Every morning the whole medical staff, which consisted of two ER doc's, an OB, four or five midwives, three family practice doc's, one or two internists, four pediatricians, four NP's or PA's, four dentists and a Clinical Director, gathered for a quick report of who had been admitted, transferred, born, or pronounced dead in the last 24 hours. One day, a really tall, mostly bald guy with a greying goatee swept into the room at top speed, his white coat flapping behind him, and sat down at the table. He had a big, yellow, beaded nametag which said, "The Tall Doctor," and he wore threadbare black jeans, a marigold polyester shirt, a maroon tie, and size 14 white sneakers. "Whoa," I thought. "This is the famous Tall Doctor?" And it was.
In a few days, I discovered more about him. He was intimidatingly good at what he did; if I came to him with a clinical problem he dropped everything and helped me figure it out; he had light blue eyes like a wolf, and beautiful hands. He carried a little notebook around in his pocket, with every phone number he or anyone could possibly need in the course of a clinic day. His patients were crazy sick, but he never lost his cool, at least not visibly--well, except for the time I saw him kick a trash basket down the hall of the clinic. He had five brothers and sisters, and about twenty nephews and nieces, and he'd grown up on a dairy farm in Iowa, which meant he had an appealing competence with hammers and nails and engines. He was Christian, like me, but reticient about it, also like me.

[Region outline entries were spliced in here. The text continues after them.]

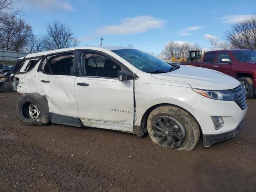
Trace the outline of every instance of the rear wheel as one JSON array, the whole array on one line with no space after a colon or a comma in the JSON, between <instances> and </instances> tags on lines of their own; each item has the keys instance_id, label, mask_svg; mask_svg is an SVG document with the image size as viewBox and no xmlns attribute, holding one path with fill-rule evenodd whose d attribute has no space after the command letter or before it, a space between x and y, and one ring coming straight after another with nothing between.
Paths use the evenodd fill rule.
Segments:
<instances>
[{"instance_id":1,"label":"rear wheel","mask_svg":"<svg viewBox=\"0 0 256 192\"><path fill-rule=\"evenodd\" d=\"M16 111L20 120L27 125L44 125L50 122L47 100L39 94L22 97Z\"/></svg>"},{"instance_id":2,"label":"rear wheel","mask_svg":"<svg viewBox=\"0 0 256 192\"><path fill-rule=\"evenodd\" d=\"M243 77L239 78L238 80L240 82L245 90L246 99L253 98L254 93L252 79L250 77Z\"/></svg>"},{"instance_id":3,"label":"rear wheel","mask_svg":"<svg viewBox=\"0 0 256 192\"><path fill-rule=\"evenodd\" d=\"M168 148L190 151L199 138L196 120L187 112L174 106L162 106L153 110L147 126L152 140Z\"/></svg>"}]
</instances>

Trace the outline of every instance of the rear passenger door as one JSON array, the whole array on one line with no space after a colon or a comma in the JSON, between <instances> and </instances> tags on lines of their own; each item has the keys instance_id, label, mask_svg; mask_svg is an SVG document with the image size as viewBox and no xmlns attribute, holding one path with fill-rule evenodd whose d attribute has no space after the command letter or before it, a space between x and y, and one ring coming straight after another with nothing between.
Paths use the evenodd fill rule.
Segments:
<instances>
[{"instance_id":1,"label":"rear passenger door","mask_svg":"<svg viewBox=\"0 0 256 192\"><path fill-rule=\"evenodd\" d=\"M201 62L200 66L204 68L217 70L216 65L217 52L206 52L204 59Z\"/></svg>"},{"instance_id":2,"label":"rear passenger door","mask_svg":"<svg viewBox=\"0 0 256 192\"><path fill-rule=\"evenodd\" d=\"M46 98L50 112L54 115L78 117L74 87L76 76L71 70L74 58L73 52L46 56L35 77L39 93Z\"/></svg>"},{"instance_id":3,"label":"rear passenger door","mask_svg":"<svg viewBox=\"0 0 256 192\"><path fill-rule=\"evenodd\" d=\"M216 66L218 71L222 72L228 75L232 76L233 70L232 64L225 63L221 62L222 59L229 59L232 61L232 59L228 52L220 51L218 52L217 62Z\"/></svg>"}]
</instances>

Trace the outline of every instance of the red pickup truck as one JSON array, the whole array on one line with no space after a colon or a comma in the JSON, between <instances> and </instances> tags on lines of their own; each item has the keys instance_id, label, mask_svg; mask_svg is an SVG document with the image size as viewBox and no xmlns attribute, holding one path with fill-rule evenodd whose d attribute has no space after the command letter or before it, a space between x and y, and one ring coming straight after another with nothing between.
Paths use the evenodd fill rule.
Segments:
<instances>
[{"instance_id":1,"label":"red pickup truck","mask_svg":"<svg viewBox=\"0 0 256 192\"><path fill-rule=\"evenodd\" d=\"M192 55L189 54L188 61L182 62L180 64L222 72L241 82L246 92L247 98L253 98L256 94L256 51L246 49L208 51L204 54L201 61L198 61L200 60L199 58L190 58Z\"/></svg>"}]
</instances>

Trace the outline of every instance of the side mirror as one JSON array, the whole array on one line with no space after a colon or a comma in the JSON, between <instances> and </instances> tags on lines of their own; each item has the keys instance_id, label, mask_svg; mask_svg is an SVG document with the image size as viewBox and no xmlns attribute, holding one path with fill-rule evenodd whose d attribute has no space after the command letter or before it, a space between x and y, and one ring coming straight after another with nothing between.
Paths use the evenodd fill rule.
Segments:
<instances>
[{"instance_id":1,"label":"side mirror","mask_svg":"<svg viewBox=\"0 0 256 192\"><path fill-rule=\"evenodd\" d=\"M118 75L118 79L120 81L125 81L128 78L127 76L121 71L118 71L117 73Z\"/></svg>"},{"instance_id":2,"label":"side mirror","mask_svg":"<svg viewBox=\"0 0 256 192\"><path fill-rule=\"evenodd\" d=\"M221 59L221 62L225 63L232 63L232 61L229 59Z\"/></svg>"}]
</instances>

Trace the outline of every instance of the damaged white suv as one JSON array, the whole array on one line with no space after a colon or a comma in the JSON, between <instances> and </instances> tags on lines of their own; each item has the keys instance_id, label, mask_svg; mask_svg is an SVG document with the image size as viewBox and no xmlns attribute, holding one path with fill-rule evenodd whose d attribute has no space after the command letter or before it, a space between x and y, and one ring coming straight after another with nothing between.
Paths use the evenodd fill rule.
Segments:
<instances>
[{"instance_id":1,"label":"damaged white suv","mask_svg":"<svg viewBox=\"0 0 256 192\"><path fill-rule=\"evenodd\" d=\"M124 47L30 54L14 70L26 125L52 123L134 133L191 150L234 136L247 110L239 81L213 70L170 64Z\"/></svg>"}]
</instances>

In July of 2000, not quite four years after I met him, I married him. A lot happened in between: boyfriends (mine), girlfriends (his), India (me), Nepal (us), Ecuador (him, me, and half his family: a post for another day), one novel, a lot of letters, several knockdown-dragout fights, and about a thousand dollars in intercontinental phone calls. But on July 29, 2000, there he was, waiting for me at the end of the aisle. And you know, one of the really useful things about divorce is that, having made the wrong match, you tend to be pleasantly surprised when you make the right one.
It was a good wedding, and a better honeymoon. It has been a busy six years since: a move (us), grad school (me), one new job (him), two new jobs (me), another novel, two children, a mortgage, a minivan, some hormone-induced winters of discontent (me), and a relentlessly increasing busyness. There have been fights, and bad weeks, and bad months, and hard years. There has been the move from looking into each others' eyes, to standing together and looking outward at our children. There has been relentless fatigue. There have been dates, and quiet evenings when the children are in bed, and sleepless nights when the sick children are in our arms. In other words, there has been--we have made--a life together.
I don't think about our marriage all that often, really. I don't think about breathing, either. But once in a while--like, say, tonight, when TTD had to go upstairs and comfort an uncomfortable Urp, who refused to make shift with Mama--I remember a few things. Like, it's been ten years and I still like seeing him come into a room. Like, he's hot. Like, he says funny things which make me laugh. Like, by loving me, he is teaching me how to love him in return.
Happy Anniversary of sorts, my dear. You're my guy, and always will be. I love you.